I love seeing founders build something real - and honestly, this doesn't look like a typical AI cash grab. The design is clean, modern, and technically solid. But after scrolling the whole page, I still couldn't tell you why I'd pick this over ChatGPT with a good prompt folder. That's the real issue. "AI for founders" sounds interesting but it's too vague. Founders don't wake up wanting a generic AI partner - they wake up needing help validating an idea, fixing positioning, writing sharper launch copy, prioritising features, or making faster decisions. Right now the messaging describes the assistant's personality more than the concrete transformation it delivers.
The other thing is the page feels polished but emotionally flat. So many AI startups use that same dark-mode, gradient, floating-card look that it all blends into one SaaS template universe. Nothing creates a strong curiosity spike or a memorable hook. The best line on the whole site is probably "Your AI that knows your business" - because it hints at continuity and memory, which is a genuine pain point with generic chatbots. But then the page drifts back into broad startup language instead of hammering home why persistent business context changes decision-making quality. That feels like your real wedge - not "AI for founders," but "AI with long-term business memory."

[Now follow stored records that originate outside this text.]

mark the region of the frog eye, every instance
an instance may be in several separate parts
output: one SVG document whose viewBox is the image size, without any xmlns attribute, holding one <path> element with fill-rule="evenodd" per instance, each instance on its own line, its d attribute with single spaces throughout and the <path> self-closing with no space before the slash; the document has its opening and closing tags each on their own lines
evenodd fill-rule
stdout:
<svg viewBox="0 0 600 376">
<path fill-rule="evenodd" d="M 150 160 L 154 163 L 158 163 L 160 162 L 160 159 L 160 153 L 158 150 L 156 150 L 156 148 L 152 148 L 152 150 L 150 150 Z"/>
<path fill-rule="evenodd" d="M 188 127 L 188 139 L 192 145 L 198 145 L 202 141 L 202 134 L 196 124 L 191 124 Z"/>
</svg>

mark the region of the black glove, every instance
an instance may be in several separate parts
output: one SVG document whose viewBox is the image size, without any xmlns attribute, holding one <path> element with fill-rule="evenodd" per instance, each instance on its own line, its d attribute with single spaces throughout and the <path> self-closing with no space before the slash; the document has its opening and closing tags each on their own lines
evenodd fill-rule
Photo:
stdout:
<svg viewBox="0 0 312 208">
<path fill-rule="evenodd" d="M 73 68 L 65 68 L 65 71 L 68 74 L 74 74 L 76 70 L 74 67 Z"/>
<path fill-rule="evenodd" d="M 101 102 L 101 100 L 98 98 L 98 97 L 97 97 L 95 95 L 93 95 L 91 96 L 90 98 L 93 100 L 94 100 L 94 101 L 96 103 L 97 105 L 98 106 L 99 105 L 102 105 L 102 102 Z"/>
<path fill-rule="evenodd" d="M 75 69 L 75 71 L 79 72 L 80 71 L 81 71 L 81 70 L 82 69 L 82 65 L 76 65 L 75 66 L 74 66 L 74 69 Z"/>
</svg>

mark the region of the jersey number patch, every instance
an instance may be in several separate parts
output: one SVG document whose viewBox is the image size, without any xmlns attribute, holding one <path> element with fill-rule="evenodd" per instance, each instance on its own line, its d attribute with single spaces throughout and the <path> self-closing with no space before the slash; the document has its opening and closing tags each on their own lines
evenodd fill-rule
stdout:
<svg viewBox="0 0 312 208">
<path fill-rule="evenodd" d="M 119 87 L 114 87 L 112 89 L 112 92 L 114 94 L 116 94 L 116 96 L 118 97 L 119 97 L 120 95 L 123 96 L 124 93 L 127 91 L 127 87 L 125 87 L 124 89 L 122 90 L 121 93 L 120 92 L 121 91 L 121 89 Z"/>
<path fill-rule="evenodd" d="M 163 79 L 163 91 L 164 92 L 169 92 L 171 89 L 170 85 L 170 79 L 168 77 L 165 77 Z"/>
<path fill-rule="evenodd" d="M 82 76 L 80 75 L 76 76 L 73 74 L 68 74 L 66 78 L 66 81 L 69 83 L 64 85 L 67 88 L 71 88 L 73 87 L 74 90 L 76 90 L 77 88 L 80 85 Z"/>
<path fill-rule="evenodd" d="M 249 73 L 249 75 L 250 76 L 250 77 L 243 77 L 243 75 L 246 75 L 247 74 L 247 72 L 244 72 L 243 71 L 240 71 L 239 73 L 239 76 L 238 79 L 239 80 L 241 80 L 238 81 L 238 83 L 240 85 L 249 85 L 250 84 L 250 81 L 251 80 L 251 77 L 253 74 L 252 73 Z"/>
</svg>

Also, the landing page spends too much time explaining features before proving outcomes. I see setup steps, privacy messaging, integrations, pricing, workflows - but not enough "this saved me five hours" moments. Founders buy leverage, clarity, speed, and confidence. You need stronger proof sections - real founder scenarios, before/after outputs, actual strategic conversations, or "here's how this helped someone decide what to build next." Right now it feels thoughtful, but a bit abstract. The risk is people mentally file it under "another wrapper around GPT."
I don't think you built a useless product. I think you built a product with weak positioning. There's a real pain point - founders losing context across chats, docs, strategy notes, and decisions. But the current messaging frames it too generally, making it feel optional instead of essential. Honestly, the biggest threat isn't "nobody wants this." It's that users don't instantly get why this is meaningfully different from what they already have. That's a messaging problem first, not a product problem.